Using Nanotechnology to rescue vitamins and protein from pasteurizationBy Valeria Bigurra Peñavera
A group of scientists from the National Autonomous University of Mexico (UNAM) recently developed a process to prevent the loss of vitamins and proteins that occurs during the pasteurization and ultra-pasteurization of drinks. They did this using nanotechnology.
The method uses nano-capsules formed with nanoparticles containing a biodegradable polymer with a heat-resistant outer layer, which serves to protect the vitamins and proteins that are stored inside.
Oringal Image: Flickr
The size of the nano-capsules is between 250 and 500 nanometers. When added to beverages, they prevent the degradation of vitamins and proteins, which are susceptible to heat.
All industrialized beverages are subjected to pasteurization or ultra pasteurization, in order to reduce the microbial load and make consumption possible. However, this process also loses a great deal of nutritional content, which is why normally vitamins and proteins are actually added early on in the process.
An advantage of nanoparticles is that they can reduce the cost of adding vitamins and protein up to 30 percent.
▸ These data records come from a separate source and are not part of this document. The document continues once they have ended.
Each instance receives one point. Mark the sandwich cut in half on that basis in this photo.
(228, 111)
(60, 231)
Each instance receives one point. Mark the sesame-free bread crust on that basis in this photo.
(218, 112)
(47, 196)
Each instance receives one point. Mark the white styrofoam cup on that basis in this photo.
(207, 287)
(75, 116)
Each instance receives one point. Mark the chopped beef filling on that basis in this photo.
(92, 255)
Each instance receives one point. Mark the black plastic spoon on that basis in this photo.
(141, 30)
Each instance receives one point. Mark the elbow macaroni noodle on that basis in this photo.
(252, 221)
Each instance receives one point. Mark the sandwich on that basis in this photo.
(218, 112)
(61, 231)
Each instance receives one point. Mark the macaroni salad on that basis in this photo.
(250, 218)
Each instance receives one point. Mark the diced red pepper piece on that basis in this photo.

Maria Luz Zambrano Zaragoza, a researcher at the UNAM’s Cuautitlán Faculty of Higher Studies, told Mexican state agency Notimex that, in the laboratory, nano-capsules with beta-carotene (known for its antioxidant effects) were added to orange, watermelon and tangerine juices, and were then subjected to pasteurization. The results showed that there was a reduced loss of beta-carotene. Without the nano-capsules, the juices would have lost up to 60% of this substance.
This research is unique in its kind, and won second place in the UNAM Format of Patenting and Innovation program.
Currently the team is working on antioxidants, while others are developing nano-capsules for mashed potatoes and squash; this would be in order to prevent the loss of nutrients in these vegetables when subjected to thermal processes.